As the option moves further ITM, the probability that it will be exercised increases, leading to a higher delta, the delta approaches 1 for calls (and -1 for puts), indicating a near certainty of being exercised.

This makes deep ITM options more attractive, as their value will closely mirror movements in the underlying asset.

**Delta Behavior for OTM and Deep OTM Options: **OTM Options are where the underlying asset’s price is below the strike price for calls or above the strike price for puts. As the underlying asset price decreases and the option becomes OTM or deep OTM, the delta of a call option decreases (from 0.45 at ATM to 0.35 OTM to 0.25 deep OTM).

As the option moves further OTM, the probability that it will be exercised decreases, leading to a lower delta, the delta approaches 0 for calls (and 0 for puts), indicating a low likelihood of being exercised.

This lower probability makes deep OTM options less attractive as their value is less responsive to changes in the underlying asset.

**What's the difference between discrete and continuous stochastic processes?**

Stochastic processes are mathematical models used to describe systems that evolve over time with some degree of randomness. They can be broadly classified into several categories based on their characteristics.

**Discrete-Time vs. Continuous-Time Stochastic Processes:**

**Discrete-Time Stochastic Processes:**These processes are defined at specific intervals, meaning that changes to the process can only occur at these fixed time points. For instance, if we look at daily stock prices, where the price is recorded at the end of each trading day, this forms a discrete-time process. Mathematically, we model these processes using sequences of random variables, such as Xt, where t represents discrete time steps.**Continuous-Time Stochastic Processes:**In these processes, the system can change at any point in time. For example, stock prices that fluctuate continuously throughout the trading day are modeled as continuous-time processes. These are often represented using stochastic differential equations (SDEs), such as those in the Black-Scholes model used for option pricing.

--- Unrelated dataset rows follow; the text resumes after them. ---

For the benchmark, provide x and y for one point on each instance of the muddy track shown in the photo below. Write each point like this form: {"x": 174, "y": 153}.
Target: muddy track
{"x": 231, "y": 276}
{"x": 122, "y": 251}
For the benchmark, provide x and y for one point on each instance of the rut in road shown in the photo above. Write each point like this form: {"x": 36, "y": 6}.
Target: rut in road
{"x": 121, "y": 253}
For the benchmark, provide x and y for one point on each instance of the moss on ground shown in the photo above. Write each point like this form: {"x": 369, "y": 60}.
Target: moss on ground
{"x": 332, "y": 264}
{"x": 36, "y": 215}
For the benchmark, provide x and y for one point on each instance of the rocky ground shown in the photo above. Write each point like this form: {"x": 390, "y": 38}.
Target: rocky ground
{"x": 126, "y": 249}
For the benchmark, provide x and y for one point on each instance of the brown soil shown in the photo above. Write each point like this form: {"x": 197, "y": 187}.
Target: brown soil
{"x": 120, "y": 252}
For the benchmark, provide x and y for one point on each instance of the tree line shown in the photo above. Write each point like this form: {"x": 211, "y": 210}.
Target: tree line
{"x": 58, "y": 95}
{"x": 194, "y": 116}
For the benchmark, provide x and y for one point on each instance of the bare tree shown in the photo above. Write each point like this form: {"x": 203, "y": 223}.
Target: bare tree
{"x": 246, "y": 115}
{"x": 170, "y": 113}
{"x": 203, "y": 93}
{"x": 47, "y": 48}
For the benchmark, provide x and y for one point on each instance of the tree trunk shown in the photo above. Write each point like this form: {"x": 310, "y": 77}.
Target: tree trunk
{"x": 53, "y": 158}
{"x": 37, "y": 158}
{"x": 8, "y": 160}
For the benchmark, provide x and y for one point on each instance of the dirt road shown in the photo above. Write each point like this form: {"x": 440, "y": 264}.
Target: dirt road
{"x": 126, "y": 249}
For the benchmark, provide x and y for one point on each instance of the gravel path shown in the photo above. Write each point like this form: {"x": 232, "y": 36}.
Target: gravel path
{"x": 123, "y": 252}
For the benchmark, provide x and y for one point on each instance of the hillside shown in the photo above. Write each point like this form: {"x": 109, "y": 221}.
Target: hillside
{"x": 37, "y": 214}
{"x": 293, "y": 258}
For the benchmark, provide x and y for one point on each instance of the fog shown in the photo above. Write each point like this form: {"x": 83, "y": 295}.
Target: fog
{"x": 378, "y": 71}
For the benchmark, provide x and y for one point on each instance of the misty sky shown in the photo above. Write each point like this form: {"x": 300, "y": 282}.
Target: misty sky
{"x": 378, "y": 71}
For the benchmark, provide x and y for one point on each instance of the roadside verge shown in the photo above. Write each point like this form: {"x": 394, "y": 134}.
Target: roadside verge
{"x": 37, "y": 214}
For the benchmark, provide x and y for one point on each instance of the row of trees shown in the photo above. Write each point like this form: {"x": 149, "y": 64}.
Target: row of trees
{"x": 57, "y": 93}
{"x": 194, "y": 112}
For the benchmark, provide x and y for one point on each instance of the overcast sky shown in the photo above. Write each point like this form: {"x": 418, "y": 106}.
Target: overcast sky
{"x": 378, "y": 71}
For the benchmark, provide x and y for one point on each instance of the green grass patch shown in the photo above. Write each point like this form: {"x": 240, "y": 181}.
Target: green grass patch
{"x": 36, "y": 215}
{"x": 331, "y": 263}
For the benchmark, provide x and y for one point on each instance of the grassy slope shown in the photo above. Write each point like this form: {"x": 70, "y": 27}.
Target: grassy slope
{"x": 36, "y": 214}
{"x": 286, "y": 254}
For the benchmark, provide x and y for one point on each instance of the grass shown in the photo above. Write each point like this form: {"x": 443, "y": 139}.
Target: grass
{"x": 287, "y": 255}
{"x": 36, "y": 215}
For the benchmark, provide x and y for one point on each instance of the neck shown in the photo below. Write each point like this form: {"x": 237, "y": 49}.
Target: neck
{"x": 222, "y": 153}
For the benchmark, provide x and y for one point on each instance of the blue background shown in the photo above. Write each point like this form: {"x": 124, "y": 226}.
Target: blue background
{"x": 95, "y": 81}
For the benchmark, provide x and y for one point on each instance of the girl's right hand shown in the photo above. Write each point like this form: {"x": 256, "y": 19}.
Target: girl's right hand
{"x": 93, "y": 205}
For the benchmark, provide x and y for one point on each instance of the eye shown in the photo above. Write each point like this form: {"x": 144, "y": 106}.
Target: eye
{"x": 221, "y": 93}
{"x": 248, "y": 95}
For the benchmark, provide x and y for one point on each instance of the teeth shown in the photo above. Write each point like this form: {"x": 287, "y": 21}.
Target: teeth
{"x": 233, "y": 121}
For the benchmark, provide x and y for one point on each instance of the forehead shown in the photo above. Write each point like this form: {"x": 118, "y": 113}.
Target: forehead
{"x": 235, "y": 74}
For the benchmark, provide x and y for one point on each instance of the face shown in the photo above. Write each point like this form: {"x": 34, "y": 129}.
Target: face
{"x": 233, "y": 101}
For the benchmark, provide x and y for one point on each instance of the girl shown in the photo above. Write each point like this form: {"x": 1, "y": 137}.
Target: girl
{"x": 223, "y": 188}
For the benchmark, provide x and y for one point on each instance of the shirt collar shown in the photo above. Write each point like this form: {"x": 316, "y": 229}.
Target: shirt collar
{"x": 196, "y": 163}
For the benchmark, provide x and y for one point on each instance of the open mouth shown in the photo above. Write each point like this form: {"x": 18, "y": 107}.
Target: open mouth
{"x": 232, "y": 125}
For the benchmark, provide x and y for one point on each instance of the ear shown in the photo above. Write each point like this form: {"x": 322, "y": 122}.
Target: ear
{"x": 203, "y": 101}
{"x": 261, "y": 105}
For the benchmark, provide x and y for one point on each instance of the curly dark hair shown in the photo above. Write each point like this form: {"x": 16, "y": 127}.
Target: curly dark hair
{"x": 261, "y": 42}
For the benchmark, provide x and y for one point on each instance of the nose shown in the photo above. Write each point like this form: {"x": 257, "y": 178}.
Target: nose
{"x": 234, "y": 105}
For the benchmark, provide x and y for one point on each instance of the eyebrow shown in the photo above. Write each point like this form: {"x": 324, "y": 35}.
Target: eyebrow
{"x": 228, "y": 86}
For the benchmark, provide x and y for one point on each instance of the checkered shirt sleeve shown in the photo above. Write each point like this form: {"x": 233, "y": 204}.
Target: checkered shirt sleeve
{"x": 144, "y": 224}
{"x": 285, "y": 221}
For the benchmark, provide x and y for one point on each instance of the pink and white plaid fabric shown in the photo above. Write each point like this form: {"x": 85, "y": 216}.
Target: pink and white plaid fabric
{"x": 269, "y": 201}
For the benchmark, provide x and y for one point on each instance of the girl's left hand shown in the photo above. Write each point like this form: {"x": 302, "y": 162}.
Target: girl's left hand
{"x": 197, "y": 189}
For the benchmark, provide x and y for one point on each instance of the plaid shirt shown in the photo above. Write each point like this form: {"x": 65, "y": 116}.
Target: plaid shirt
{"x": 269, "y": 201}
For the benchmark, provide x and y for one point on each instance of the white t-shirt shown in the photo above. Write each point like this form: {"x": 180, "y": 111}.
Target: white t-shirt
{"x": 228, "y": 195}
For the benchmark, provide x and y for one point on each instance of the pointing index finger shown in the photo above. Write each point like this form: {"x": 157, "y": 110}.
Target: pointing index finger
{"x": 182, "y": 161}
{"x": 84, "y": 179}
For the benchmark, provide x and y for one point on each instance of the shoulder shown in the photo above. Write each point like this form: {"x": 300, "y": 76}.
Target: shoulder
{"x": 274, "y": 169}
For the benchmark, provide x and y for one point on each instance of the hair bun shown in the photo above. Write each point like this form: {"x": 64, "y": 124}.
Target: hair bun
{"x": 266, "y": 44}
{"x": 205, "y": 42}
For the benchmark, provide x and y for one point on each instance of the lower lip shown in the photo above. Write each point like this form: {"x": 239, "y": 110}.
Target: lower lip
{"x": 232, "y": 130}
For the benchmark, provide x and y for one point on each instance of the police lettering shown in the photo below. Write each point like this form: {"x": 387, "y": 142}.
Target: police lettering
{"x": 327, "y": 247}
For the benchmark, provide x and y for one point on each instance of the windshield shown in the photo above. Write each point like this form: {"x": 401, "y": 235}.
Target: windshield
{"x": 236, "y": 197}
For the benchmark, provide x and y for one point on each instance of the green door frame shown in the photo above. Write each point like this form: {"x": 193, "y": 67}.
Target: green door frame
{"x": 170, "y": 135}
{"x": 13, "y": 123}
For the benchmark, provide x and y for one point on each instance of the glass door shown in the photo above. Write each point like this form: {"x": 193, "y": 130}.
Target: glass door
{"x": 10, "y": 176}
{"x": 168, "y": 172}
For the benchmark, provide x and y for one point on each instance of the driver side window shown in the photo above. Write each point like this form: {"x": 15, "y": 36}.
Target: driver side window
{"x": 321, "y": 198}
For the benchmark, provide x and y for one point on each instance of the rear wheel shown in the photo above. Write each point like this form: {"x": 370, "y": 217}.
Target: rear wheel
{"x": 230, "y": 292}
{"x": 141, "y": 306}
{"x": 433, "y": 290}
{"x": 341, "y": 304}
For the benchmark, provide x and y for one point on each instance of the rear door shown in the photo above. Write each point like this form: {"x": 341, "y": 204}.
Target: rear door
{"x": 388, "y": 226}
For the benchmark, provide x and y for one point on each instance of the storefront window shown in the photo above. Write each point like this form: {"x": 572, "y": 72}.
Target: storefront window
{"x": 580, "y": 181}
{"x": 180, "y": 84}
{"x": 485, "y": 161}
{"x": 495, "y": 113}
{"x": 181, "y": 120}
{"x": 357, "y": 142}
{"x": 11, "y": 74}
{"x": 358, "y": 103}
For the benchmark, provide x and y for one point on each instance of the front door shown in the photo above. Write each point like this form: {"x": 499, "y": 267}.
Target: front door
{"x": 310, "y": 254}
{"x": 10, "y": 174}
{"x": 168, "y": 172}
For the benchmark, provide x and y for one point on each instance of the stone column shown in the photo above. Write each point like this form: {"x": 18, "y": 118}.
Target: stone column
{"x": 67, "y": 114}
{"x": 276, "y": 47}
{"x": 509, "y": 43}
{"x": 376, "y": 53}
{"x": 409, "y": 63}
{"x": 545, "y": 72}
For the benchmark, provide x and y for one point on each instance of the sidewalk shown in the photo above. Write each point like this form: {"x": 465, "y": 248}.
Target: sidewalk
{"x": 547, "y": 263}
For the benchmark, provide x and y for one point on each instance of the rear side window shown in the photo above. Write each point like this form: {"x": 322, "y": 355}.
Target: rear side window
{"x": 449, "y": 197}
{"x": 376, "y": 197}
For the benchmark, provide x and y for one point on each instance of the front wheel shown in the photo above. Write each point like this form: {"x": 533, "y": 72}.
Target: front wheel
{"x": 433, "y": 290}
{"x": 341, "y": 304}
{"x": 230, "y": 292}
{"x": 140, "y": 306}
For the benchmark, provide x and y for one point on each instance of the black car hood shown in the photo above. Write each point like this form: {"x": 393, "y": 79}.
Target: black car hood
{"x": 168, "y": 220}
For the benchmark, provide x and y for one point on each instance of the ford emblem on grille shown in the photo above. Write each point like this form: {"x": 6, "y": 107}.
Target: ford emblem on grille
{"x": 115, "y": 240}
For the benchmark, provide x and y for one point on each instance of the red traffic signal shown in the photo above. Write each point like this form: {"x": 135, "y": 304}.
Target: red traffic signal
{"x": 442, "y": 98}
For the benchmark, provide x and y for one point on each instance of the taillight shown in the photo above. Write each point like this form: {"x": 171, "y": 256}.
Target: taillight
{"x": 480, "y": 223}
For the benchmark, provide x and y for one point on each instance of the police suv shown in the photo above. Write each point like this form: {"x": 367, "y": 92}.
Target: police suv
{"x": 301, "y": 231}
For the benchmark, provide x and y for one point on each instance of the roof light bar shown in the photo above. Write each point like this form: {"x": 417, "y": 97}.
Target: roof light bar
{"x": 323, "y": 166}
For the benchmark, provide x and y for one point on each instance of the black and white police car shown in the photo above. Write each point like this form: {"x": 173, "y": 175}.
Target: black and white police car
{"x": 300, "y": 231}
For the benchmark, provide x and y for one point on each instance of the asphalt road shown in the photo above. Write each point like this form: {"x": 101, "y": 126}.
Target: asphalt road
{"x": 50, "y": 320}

**Continuous-Variable vs. Discrete-Variable Stochastic Processes:**

**Continuous-Variable Stochastic Processes:**These processes involve variables that can take any value within a certain range. An example is the measurement of temperature, which can vary continuously within a range. Such processes are modeled using probability density functions, like the normal distribution.**Discrete-Variable Stochastic Processes:**Here, the variable can only take on certain distinct values. For instance, the number of arrivals at a service center in a given time frame is a discrete variable process, where the number of arrivals can be 0, 1, 2, and so on. This is often modeled using probability mass functions, such as the binomial distribution.

Understanding these classifications helps in selecting appropriate models for analyzing different types of random phenomena. For instance, in financial applications, continuous-time stochastic processes like Brownian motion are crucial for modeling asset prices and risk, while discrete-time models might be used for analyzing monthly returns.